As further described herein, when active compression decompression therapy is being applied to a victim, a compression ratio method may be used to estimate the depth of the compression. The compression ratio method may reduce or eliminate estimation errors introduced by mechanical aspects of the CPR device, such as the elastomeric plunger. Since the force measurement used in equation (3) is the peak force, the force is a static measurement that is not affected by the elastic dynamics of the plunger (or other mechanical coupling system of the CPR device). In addition, the time synchronization of the data between the force measurement and the acceleration has a large tolerance. The CPR device associates individual force measurements with the compression cycle during which they were measured. No simultaneous measurement of motion and force is required; instead, the force may be measured independently of measuring the patient's motion. As a result, generating a presentation of feedback on the user interface, communicating data to another device, and calculating a compression depth estimate are all simpler than when synchronization data is required. Each mechanical configuration of the CPR device can be associated with coaching data.

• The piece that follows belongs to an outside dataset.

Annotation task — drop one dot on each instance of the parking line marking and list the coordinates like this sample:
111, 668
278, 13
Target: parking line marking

In one aspect, a system for assisting in performing cardiopulmonary resuscitation (CPR) comprises: an active compression decompression device, an ACD device, is configured for a user to push down and pull up on a patient's chest. The system may include: a force sensor configured to measure a force applied by the user to a patient's chest with the ACD device. The system may include: a motion sensor configured to measure a displacement of the patient's chest. The system may include: one or more processors configured to execute computer-executable instructions stored in the memory to perform operations. The operations may include: based on at least one signal of the force sensor, a maximum compression force applied to the patient's chest during a compression cycle and a maximum decompression force applied to the patient's chest during the compression cycle are determined. The operations may include: estimating a displacement value for a total displacement of the patient's chest during a compression cycle for compressing and decompressing the patient's chest based on the at least one signal of the motion sensor. The operations may include: estimating at least one of a compression depth and a decompression displacement for the compression cycle, the estimation being based on the determined compression force, the determined decompression force and the estimated displacement. The system may include: a user interface configured to provide an indication of one or more of a compression depth and a neutral position of a chest of a patient.

In some implementations, the operations include: estimating compression depth during the compression cycle by determining a proportion of the estimated displacement values. In some implementations, the ratio includes a ratio between i) a first function of the determined pressing force and ii) a second function of the determined pressing force and the determined decompression force, the second function being different from the first function.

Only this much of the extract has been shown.